Description
Easy vegan chickpea protein bars made with simple ingredients like dates, chickpeas, peanut butter, and plant-based protein powder for a healthy, high-protein snack that’s naturally gluten-free and customizable.
Ingredients
- ½ cup pitted Medjool dates, tightly packed (about 7 large dates)
- 1 (15-ounce) can chickpeas, rinsed, drained, and thoroughly patted dry
- ½ cup natural peanut butter (or almond butter, cashew butter, or sunflower seed butter for nut-free)
- 2 teaspoons vanilla extract
- ½ cup rolled oats (gluten-free if needed)
- ½ cup vanilla plant-based protein powder
- 1-2 tablespoons unsweetened non-dairy milk (e.g., almond milk)
Instructions
- Preheat your oven to 350°F (175°C) and line an 8×8 inch baking pan with parchment paper, leaving an overhang on the sides for easy removal. This recipe is technically no-bake but often calls for a short bake to set, or you can opt for freezing.
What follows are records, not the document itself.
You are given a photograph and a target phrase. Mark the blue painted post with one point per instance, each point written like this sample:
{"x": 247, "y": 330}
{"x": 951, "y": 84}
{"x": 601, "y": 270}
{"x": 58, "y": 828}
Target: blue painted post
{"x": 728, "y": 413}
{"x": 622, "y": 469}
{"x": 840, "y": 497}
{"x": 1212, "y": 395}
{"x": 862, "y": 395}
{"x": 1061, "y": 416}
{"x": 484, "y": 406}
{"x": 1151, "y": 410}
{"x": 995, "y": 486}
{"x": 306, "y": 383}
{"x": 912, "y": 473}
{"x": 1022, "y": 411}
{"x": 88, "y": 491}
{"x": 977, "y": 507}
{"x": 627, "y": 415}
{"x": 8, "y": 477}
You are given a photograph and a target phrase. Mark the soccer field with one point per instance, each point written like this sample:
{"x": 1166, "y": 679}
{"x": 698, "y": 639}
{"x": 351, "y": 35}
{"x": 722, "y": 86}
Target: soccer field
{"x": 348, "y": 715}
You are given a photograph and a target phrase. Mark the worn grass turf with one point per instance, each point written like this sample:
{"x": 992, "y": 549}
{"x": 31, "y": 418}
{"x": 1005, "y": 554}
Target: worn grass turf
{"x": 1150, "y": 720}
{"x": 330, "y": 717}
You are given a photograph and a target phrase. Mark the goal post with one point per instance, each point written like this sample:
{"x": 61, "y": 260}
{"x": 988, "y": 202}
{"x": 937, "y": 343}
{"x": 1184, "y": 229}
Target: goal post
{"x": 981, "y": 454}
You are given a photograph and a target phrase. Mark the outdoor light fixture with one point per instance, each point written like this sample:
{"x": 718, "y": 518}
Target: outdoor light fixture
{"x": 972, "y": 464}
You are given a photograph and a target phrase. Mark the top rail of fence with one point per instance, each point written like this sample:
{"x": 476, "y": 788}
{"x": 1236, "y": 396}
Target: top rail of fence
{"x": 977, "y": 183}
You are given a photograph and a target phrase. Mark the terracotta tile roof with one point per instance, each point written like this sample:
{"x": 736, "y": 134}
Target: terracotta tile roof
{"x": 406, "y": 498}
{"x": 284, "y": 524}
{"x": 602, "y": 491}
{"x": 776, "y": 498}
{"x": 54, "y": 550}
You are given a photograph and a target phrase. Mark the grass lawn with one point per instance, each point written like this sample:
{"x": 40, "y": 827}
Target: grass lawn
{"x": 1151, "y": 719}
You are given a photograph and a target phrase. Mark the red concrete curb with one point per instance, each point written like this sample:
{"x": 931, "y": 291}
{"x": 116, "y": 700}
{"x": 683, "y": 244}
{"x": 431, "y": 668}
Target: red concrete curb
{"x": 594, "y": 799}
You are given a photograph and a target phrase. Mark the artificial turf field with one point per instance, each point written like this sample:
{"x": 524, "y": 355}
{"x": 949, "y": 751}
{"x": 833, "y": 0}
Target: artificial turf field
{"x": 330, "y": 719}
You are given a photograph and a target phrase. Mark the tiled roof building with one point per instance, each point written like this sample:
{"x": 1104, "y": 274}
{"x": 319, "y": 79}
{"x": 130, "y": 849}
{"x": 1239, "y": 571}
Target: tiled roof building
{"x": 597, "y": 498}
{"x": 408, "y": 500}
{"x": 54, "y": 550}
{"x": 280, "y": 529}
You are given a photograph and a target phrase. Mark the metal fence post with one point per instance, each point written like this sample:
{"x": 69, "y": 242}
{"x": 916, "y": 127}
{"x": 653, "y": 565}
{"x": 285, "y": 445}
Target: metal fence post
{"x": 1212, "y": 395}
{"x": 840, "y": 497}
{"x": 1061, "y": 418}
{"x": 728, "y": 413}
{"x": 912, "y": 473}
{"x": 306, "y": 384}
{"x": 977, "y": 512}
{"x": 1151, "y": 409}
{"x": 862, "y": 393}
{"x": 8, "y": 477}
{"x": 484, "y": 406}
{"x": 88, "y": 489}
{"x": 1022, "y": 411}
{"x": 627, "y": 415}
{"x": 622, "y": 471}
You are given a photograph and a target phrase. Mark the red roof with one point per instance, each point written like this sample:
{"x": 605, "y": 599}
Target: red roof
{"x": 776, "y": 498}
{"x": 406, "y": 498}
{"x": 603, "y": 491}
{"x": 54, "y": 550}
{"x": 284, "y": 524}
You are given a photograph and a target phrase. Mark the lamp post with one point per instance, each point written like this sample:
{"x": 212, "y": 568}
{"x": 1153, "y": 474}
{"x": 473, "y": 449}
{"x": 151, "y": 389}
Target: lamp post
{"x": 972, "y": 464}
The original recipe suggests preheating, so let’s stick with that for best results in terms of texture.
- In the bowl of a large food processor, combine the pitted Medjool dates, thoroughly rinsed and dried chickpeas, natural peanut butter, and vanilla extract. Process until the dates are mostly broken down and the mixture starts to come together.
- Add the rolled oats and vanilla plant-based protein powder to the food processor. Begin processing, adding 1 tablespoon of non-dairy milk. Continue to process until a dense, uniform dough forms. The consistency should be like a thick cookie dough, not overly sticky. If it seems too dry or crumbly, add the second tablespoon of milk and blend again. If it’s too moist, add a bit more protein powder.
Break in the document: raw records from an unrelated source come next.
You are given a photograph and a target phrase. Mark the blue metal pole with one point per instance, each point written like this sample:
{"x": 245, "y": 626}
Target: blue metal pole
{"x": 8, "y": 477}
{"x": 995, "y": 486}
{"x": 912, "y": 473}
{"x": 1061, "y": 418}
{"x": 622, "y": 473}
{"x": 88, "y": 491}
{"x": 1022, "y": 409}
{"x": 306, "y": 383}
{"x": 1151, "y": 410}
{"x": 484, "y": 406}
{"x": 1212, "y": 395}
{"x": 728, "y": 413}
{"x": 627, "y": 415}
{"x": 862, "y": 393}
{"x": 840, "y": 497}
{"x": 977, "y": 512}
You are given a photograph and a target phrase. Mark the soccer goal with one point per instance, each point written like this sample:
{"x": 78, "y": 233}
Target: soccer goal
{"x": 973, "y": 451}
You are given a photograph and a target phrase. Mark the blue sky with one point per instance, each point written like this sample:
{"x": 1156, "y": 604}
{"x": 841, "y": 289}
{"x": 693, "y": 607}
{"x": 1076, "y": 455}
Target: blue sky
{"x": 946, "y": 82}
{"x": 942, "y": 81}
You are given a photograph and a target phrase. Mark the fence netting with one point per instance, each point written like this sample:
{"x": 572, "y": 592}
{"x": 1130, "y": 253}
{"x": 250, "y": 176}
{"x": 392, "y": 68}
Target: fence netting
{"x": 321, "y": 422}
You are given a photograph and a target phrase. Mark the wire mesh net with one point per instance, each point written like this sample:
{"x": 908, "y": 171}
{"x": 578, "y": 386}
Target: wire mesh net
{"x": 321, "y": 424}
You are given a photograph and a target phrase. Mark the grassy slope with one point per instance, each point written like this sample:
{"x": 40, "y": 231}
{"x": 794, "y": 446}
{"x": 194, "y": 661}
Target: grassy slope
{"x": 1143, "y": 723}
- Transfer the dough to the prepared baking pan. Press it down firmly and evenly to create a smooth, compact layer.
- Bake for about 15-20 minutes, or until the edges are lightly golden and the bars feel set. Alternatively, for a truly no-bake version, you can simply freeze the pressed mixture for about an hour to firm up.
- Let the bars cool completely in the pan before using the parchment paper overhang to lift them out.
- Slice into 8-10 bars. Store these protein bars in an airtight container in the refrigerator for up to a week.
Notes
- For a nut-free version, substitute peanut butter with sunflower seed butter.
- Use gluten-free rolled oats if needed for gluten-free diet.
- The recipe can be made fully no-bake by freezing instead of baking for 1 hour to set.
- Adjust non-dairy milk based on dough consistency; start with 1 tablespoon and add more if dry.